Gudrun Sjoeden is an enchantress at this: a leaf through a catalogue of hers is like a trip with an artist to Mongolia, Moscow or Madagascar. Never mind the artefact: it’s the story that counts.

I strike up a virtual conversation with a kiltpin maker, Alastair, of Callum Kilts Jewellery. I admire his and his father’s unaffected Scottish and Pictish designs – so often twee, but here, not. Their modest online shop reminds me that whilst the first thing to attract me to Scotland is a glamourised and romanticised view of their folk traditions, the thing that keeps me compelled is the humble and austere reality of them.

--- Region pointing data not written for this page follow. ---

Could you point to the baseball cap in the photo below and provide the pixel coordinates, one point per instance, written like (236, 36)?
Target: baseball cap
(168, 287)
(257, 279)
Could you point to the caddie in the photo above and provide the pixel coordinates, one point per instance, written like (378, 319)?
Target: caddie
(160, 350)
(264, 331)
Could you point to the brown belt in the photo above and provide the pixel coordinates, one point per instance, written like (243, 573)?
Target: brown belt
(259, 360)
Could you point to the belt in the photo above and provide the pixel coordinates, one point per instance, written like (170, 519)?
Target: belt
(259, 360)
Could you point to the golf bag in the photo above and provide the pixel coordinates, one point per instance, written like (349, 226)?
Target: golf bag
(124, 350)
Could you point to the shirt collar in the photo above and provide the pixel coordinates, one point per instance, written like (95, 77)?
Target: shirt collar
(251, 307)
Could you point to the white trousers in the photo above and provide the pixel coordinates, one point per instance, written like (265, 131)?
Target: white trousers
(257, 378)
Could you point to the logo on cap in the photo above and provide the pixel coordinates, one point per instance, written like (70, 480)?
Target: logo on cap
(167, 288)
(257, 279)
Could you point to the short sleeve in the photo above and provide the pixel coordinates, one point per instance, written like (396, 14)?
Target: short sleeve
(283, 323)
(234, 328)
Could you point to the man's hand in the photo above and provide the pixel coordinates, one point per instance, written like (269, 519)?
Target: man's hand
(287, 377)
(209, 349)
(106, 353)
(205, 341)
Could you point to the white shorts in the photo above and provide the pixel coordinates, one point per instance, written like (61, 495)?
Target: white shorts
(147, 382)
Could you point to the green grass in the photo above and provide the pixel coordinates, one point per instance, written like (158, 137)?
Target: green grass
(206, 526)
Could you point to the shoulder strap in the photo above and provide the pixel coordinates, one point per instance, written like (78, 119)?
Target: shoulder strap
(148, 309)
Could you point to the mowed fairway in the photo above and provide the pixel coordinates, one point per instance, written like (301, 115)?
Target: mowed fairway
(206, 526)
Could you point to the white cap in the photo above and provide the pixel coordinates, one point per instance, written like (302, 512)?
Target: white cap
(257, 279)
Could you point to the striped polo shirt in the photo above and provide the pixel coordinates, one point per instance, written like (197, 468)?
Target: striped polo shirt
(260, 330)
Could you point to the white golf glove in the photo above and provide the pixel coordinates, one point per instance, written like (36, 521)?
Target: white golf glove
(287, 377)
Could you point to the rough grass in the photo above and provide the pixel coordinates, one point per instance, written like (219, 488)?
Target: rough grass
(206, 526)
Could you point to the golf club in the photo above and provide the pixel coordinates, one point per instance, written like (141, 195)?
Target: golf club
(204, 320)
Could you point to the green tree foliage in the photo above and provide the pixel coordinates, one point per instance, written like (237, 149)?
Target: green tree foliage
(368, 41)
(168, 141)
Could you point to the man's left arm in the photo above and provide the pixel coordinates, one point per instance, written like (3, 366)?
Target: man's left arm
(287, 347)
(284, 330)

A brief late-night chat about austerity with Julie Fowlis (‘only’ the fiftieth most influential woman of Scotland) has stayed with me all year as I’ve enjoyed the bleak Lewisian levels and barren scree; the clutters of kit-built bungalows that flank abandoned crofts; and old folk singing old songs in ugly pubs and community rooms in the Western Isles and the Westcountry.

Yes.

Here in Brittany in an ugly community hall in a run-down village, some lively local women and three bands, including Soïg Serberil, ‘the best folk guitarist in France’, and Nostrad, a fantastic traditional dance band from Brest, got me up on my feet learning some hypnotic Breton steps late last Saturday night.

Our good friends, a gardener and a folk musician/storyteller, make a weekly pilgrimage to the market. Sometimes they help the fishmonger arrange his coquilles de Saint Jacques. They know his story, and that of the wholefood shop man, and those of many others, I’m sure. Though they don’t eat meat, they know whose farm to send me to for free range, healthier creatures. They do their errands early, and, all done, meet every week at 1030 in the same bar for coffee with whoever else is also that civilised.

Meantime, in the best cafe in the best woods in Finisterre (‘basse Bretagne’, where they still speak Breton), the work of local artists, craftspeople, producers, foragers and musicians is showcased in weekly events and ongoing displays amid an eclectic collection of erudite left-wing literature – a little hub of resistance.

Back online, I have another conversation with a Canadian jeweller, Amy Newsom, who, after a very good season, offers to send me three lovely silver and copper shawl pins she’s made in exchange for photos of them with my weavings that she can use on her upcoming website. I am taken aback and delighted by the generous spirit that makes so much business sense for us both. Maybe I will weave some little samples to offer to jewellers to display their pins on, until I can afford to make larger pieces of cloth or even give away whole shawls.

The kiltpin maker says he may open a shop and would happily stock my wares too. We natter and laugh about minority politics, and another Scotsman’s words return to me as I recall Dick Gaughan in concert addressing the referendum issue. ‘England stands to lose a very grudging tenant and gain a very good friend’. I know what that feels like.

And so ‘marketing’, when one puts one’s cards on the table and grins, can be collegiate, and even friendmaking (the specifics of England/Scotland economic relations are beyond my sphere of knowledge, so back to my little story for now). I am no window-shopper – or even much of a shopper. Etsy ‘treasuries’ could be a marketing gimmick, a cynical hard-sell, but they call the treasurers ‘curators’. As someone who scribbled all over her history exercise books at school and fainted with boredom in airless museums, I am starting to understand the intrigue of history and anthropology and the excitement of archivists and collectors. I am gestating more authentic trasuries: ‘A History of the World in 12 Objects: real Scottish Islands’, or deepest Brittany, or highest Dartmoor, and looking forward to my next encounter with my insightful archeologist and museum curator friend, Nicola.

Who knows what doors will open. Funny, the many faces of Capitalism.